Leo Amery recalled that in late January 1945 Churchill asked Brooke how many divisions the Russians had, and ‘when he said five hundred one could feel the shudder going through the Cabinet.’8 Russian divisions tended to be smaller and many were under-strength and under-equipped at that time, but nonetheless the USSR mobilized more troops in the war than Germany, Britain and Italy combined. It was in order to keep this vast Russian strength within certain European confines, and to prevent chaos during the death-throes of the Third Reich, that a second Big Three conference was slated to take place at Yalta, 345 miles south-east of Sevastopol in the Crimea in mid-February. Stalin had claimed to Roosevelt and Churchill that his doctors had advised him not to leave the Soviet Union, even though Roosevelt was far more ill than he. With a sublime disregard for historians’ convenience, this gathering was also codenamed Argonaut, the same name as the Second Washington Conference of June 1942. Churchill wanted to see Roosevelt and Marshall before Yalta, in order–rather as at Cairo–to try to agree common ground before meeting the Soviets. The place he chose was the brave little Mediterranean island of Malta. ‘If you do not wish to spend more than one night at
Malta,’ he wrote to an evidently reluctant president, ‘it could surely be arranged that both our Chiefs of Staffs should arrive there say a couple of days before us and have their preliminary discussions.’ So little did Roosevelt want to collude with the British that Harriman even asked Stalin not to tell Churchill about the conference arrangements for Yalta until the last moment.9
In his answer to Churchill’s request about Malta, Roosevelt said that ‘in view of the time available to me for this journey it will not be possible for us to meet your suggestion and have a British–American staff meeting at Malta before proceeding to Argonaut. I do not think that by not having a meeting any time will be lost at Argonaut.’ A correspondence that had begun as mutually affectionate billets-doux and jokes had progressed to cold notes of mutual suspicion. In the event, another, very short conference was scheduled to take place on Malta, codenamed Cricket.

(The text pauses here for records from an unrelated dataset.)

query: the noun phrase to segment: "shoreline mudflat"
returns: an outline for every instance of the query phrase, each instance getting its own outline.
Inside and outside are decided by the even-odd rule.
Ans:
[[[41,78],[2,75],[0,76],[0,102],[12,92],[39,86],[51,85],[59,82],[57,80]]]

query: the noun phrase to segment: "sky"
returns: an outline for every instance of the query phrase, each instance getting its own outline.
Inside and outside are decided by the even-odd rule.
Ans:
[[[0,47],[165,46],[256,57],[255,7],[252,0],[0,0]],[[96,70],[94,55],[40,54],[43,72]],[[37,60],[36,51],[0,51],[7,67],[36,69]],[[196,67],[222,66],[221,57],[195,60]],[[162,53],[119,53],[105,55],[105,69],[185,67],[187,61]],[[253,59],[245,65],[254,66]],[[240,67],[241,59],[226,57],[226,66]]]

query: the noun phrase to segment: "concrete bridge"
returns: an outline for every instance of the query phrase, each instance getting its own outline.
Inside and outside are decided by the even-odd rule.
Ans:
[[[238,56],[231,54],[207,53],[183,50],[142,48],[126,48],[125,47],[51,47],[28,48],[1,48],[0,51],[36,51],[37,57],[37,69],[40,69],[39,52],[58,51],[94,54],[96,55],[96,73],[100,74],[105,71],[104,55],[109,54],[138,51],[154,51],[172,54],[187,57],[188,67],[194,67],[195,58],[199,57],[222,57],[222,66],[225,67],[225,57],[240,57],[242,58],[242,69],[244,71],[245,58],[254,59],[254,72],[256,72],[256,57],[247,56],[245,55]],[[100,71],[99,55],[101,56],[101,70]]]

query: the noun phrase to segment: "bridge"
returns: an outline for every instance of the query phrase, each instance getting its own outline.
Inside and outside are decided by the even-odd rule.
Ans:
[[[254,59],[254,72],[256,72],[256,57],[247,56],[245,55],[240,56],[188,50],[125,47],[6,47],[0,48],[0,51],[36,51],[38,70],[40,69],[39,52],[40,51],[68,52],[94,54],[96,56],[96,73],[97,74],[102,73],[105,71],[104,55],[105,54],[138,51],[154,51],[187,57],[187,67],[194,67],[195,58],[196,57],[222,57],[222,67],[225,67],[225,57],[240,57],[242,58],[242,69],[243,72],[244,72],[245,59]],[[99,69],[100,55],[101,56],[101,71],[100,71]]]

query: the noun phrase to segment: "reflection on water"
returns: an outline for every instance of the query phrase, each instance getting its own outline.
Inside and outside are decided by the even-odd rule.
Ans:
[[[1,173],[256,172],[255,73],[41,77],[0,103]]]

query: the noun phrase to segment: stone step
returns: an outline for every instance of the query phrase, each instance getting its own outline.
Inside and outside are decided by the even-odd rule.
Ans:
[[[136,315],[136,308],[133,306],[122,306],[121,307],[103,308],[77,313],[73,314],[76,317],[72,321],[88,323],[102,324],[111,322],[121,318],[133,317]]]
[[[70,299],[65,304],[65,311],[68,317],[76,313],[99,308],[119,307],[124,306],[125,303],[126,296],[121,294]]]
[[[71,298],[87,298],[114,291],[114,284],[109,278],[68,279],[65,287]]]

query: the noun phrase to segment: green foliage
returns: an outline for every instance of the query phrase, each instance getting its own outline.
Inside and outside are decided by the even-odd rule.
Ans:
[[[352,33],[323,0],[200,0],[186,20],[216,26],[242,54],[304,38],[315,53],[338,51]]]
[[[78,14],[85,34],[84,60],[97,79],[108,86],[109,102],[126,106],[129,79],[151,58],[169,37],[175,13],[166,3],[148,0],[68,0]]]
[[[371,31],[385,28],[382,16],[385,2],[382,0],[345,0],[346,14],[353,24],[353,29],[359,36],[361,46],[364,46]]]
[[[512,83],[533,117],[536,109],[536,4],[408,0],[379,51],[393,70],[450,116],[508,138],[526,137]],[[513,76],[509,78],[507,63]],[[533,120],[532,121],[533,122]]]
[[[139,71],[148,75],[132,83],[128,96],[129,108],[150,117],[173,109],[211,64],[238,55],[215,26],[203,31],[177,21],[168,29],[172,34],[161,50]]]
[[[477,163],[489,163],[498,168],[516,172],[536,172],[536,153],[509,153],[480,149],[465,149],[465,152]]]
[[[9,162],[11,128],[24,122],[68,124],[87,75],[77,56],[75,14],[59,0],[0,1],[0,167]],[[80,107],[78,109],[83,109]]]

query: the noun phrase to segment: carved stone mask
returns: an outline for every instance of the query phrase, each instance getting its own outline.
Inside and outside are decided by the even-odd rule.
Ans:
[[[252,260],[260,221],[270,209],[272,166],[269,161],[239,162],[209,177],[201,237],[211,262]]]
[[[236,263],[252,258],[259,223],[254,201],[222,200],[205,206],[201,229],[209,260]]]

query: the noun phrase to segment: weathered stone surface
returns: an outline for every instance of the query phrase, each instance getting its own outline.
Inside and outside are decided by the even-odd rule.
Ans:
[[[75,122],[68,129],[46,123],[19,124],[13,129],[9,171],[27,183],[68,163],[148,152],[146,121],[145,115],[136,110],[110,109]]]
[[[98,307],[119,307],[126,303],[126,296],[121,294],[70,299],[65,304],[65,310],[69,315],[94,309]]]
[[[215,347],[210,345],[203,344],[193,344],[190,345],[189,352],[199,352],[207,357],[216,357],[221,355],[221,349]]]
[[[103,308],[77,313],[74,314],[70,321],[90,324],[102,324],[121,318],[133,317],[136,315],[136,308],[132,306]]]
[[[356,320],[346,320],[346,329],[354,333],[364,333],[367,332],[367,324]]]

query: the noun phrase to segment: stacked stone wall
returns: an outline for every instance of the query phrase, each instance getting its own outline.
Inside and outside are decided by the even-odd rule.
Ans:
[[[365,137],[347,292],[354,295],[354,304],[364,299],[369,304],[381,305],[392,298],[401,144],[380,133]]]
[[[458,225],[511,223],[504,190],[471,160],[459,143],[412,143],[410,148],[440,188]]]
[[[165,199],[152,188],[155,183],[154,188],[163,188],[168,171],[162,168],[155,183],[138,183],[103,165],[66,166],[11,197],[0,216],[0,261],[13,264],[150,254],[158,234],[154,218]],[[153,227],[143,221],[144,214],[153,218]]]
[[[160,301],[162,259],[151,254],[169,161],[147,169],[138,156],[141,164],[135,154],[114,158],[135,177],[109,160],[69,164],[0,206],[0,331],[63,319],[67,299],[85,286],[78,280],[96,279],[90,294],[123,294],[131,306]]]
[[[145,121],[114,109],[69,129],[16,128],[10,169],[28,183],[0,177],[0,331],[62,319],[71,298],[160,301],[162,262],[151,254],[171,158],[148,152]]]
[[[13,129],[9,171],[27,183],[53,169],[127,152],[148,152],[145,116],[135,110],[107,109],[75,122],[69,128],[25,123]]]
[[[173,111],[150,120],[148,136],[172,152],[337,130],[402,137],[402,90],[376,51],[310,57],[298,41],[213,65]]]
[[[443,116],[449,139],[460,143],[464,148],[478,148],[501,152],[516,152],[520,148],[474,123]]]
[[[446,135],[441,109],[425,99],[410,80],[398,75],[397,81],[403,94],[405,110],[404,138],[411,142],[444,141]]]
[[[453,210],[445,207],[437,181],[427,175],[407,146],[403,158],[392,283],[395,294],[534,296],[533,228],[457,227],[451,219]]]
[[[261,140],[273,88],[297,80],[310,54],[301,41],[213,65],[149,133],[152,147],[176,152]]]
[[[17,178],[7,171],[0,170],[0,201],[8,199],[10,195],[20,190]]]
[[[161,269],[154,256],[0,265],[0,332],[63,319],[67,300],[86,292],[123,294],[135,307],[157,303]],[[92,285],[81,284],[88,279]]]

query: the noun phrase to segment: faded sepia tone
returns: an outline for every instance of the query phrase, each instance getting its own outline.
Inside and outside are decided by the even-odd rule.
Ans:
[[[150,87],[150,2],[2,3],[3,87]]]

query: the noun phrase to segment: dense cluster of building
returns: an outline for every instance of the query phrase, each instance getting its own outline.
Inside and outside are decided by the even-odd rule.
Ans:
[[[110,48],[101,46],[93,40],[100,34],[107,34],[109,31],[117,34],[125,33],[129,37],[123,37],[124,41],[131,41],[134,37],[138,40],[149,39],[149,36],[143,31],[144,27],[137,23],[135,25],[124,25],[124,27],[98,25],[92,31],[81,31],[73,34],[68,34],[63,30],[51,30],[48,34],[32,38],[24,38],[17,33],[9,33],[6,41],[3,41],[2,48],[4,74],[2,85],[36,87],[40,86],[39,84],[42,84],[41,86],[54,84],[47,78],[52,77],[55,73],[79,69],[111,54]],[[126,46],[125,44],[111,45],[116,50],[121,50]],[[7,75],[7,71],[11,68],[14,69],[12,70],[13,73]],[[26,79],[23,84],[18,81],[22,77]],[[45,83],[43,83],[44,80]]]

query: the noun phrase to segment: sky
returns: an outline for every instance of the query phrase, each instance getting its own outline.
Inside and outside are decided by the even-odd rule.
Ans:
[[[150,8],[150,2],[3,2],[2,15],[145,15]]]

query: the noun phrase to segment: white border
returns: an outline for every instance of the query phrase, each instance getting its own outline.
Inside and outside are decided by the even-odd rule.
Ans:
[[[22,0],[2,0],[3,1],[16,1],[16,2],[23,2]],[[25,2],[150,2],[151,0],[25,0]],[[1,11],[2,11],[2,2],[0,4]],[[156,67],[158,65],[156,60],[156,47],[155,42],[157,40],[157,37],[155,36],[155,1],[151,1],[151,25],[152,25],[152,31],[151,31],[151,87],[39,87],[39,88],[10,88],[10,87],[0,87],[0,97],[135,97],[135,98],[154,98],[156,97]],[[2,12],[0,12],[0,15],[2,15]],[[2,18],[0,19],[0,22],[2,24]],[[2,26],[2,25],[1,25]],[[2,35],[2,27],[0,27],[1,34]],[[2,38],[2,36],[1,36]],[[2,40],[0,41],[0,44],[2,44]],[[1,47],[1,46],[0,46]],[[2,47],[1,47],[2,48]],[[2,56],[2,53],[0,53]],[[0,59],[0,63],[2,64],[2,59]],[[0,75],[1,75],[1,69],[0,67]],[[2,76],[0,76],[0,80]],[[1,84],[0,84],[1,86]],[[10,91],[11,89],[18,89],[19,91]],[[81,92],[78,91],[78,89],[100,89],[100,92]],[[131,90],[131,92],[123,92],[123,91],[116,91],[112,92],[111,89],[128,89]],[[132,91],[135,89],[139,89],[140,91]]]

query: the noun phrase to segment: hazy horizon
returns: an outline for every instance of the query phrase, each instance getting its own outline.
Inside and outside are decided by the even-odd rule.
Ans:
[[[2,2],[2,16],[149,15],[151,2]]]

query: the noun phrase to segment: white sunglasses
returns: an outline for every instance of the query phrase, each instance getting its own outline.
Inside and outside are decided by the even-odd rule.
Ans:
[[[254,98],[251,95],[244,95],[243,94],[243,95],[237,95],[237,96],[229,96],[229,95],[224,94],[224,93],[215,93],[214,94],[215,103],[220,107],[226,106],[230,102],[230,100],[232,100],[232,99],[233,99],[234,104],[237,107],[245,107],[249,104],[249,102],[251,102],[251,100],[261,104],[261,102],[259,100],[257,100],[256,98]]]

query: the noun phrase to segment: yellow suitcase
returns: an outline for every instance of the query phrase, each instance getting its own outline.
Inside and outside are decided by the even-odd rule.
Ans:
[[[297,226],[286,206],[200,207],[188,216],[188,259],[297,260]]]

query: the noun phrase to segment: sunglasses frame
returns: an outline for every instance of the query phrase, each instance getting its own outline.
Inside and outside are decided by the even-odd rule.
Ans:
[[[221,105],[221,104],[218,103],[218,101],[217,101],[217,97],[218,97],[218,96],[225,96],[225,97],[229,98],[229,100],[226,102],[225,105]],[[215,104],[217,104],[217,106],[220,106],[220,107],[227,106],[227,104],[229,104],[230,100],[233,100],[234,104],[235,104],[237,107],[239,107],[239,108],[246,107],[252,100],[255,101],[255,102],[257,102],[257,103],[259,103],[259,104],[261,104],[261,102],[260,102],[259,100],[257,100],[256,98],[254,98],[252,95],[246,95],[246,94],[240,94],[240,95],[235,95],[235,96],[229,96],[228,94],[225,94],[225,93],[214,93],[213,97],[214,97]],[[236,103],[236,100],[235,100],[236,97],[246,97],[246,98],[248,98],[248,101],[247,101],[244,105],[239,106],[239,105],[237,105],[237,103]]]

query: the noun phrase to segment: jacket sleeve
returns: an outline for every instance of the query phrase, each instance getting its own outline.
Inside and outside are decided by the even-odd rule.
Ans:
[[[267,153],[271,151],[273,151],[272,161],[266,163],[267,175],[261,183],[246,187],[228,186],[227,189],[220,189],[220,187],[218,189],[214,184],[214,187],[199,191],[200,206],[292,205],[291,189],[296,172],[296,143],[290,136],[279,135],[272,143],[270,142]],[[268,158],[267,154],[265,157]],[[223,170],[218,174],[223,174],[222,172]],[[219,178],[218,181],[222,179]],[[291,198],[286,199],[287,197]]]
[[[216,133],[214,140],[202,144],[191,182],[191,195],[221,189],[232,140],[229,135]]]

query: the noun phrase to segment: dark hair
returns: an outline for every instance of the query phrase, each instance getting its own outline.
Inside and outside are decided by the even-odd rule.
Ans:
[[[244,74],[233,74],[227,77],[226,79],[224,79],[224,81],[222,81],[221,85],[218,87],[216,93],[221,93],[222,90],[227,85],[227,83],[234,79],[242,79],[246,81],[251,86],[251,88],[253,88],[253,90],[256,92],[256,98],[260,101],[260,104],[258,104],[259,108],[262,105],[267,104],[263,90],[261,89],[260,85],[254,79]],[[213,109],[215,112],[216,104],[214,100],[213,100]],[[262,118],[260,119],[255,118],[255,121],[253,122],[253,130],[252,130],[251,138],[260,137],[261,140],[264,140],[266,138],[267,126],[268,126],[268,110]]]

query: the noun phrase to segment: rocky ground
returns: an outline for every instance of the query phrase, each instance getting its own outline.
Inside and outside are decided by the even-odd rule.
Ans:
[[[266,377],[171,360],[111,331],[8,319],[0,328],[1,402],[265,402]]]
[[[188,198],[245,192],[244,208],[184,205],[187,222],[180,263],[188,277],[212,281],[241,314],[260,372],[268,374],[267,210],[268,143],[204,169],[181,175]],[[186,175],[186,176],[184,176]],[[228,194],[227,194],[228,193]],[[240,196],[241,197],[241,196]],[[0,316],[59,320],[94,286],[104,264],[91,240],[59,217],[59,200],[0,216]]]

At the War Cabinet of 8 January 1945, Churchill asked of the celebrations for soldiers who were returning on leave from the Middle East: ‘Why not brass bands?’10 That was to be the last time that the War Cabinet met at Downing Street for some weeks. The V-2 campaign meant that the next day it convened underground in the Cabinet War Rooms, then in the Map Room in the No. 10 Annexe, then back in Downing Street for one meeting only, but not there again until 3 April. ‘The Angel of Death is abroad in the land,’ said Churchill of the V-2s, slightly misquoting John Bright’s philippic against the Crimean War, ‘only you can’t hear the flutter of his wings.’ The atmosphere returned to that of the 1940 Blitz, with decisions taken in emergency conditions underground. ‘It got pretty stale down there sometimes,’ recalled Paul Caraway, ‘but that was bearable.’